POLİTİKA - 12 Kasım 2018 Pazartesi 09:13

Sevilen müdür belediye başkan aday adayı

A
A
A
Sevilen müdür belediye başkan aday adayı

Adana’nın Tufanbeyli ilçesinde Tarım Kredi Kooperatifi Müdürü Ekrem Keçe, AK Parti’den belediye başkan aday adaylığı için başvuru yaptı.

Adana’nın Tufanbeyli ilçesinde Tarım Kredi Kooperatifi Müdürü Ekrem Keçe, AK Parti’den belediye başkan aday adaylığı için başvuru yaptı.


Türkiye genelinde 31 Mart 2019 günü yapılacak olan mahalli idareler seçimi için aday adaylık süreci başladı. Aday olup hizmet etmek isteyen vatandaşlar bulundukları görevlerden istifa edip il ve ilçe başkanlıklarına başvuru yapıyor. Bunlardan biri de Hacettepe Üniversitesi İktisat ve İdari Bilimler Fakültesi Kamu Yönetimi Bölümünde kent ve çevre yönetimi alanında doktora yapmakta olan Ekrem Keçe. Keçe, Tufanbeyli Tarım Kredi Kooperatifi Müdürlüğü görevini yürütürken bu görevden istifa ederek Tufanbeyli AK Parti Belediye Başkanlığı için aday adaylık başvurusunu, AK Parti Tufanbeyli İlçe Başkanlığına yaptı.

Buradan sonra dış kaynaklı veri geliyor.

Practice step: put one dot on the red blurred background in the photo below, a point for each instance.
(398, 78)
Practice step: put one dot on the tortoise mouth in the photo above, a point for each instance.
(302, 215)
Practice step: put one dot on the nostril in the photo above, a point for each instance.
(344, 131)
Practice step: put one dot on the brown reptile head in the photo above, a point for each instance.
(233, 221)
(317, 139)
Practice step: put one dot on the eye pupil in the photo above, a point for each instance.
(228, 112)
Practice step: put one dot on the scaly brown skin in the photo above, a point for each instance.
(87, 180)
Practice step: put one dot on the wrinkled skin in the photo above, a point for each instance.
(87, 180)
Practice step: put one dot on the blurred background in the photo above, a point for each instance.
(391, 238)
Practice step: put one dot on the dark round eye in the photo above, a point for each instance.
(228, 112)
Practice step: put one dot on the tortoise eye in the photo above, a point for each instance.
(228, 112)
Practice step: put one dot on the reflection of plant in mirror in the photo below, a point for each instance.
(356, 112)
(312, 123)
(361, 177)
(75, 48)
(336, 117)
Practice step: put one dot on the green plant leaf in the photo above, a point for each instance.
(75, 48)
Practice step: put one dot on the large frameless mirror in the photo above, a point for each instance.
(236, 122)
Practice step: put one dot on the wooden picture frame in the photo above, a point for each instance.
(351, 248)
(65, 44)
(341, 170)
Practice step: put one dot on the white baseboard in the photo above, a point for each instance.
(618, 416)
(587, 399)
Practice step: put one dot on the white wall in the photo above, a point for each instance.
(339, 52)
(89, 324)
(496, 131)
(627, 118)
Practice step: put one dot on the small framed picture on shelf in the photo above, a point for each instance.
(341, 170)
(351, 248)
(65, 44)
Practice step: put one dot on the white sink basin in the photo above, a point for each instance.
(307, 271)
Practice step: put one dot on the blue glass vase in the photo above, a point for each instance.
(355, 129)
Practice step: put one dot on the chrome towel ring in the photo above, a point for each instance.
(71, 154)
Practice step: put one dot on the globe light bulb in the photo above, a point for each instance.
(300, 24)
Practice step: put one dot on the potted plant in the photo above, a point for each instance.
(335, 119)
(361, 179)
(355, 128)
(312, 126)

Keçe, aday adayı olduktan sonra hemen kolları sıvayarak halkın arasına karıştı. Vatandaşlarla tek tek tokalaşıp onların sorunlarını dinleyerek Tufanbeyli’ye yapılması gerekenler hakkında istişarede bulundu. Vatandaşlar bir taraftan Tufanbeyli’nin sorunlarını ve nasıl çözüleceğini anlatırken bir taraftan da Keçe’ye inandıklarını genç, dinamik ve eğitimli bir başkanın Tufanbeyli’ye çok faydalı olacağını söyledi.



"Erdoğan belediyeciliğini Tufanbeyli’ye getireceğiz"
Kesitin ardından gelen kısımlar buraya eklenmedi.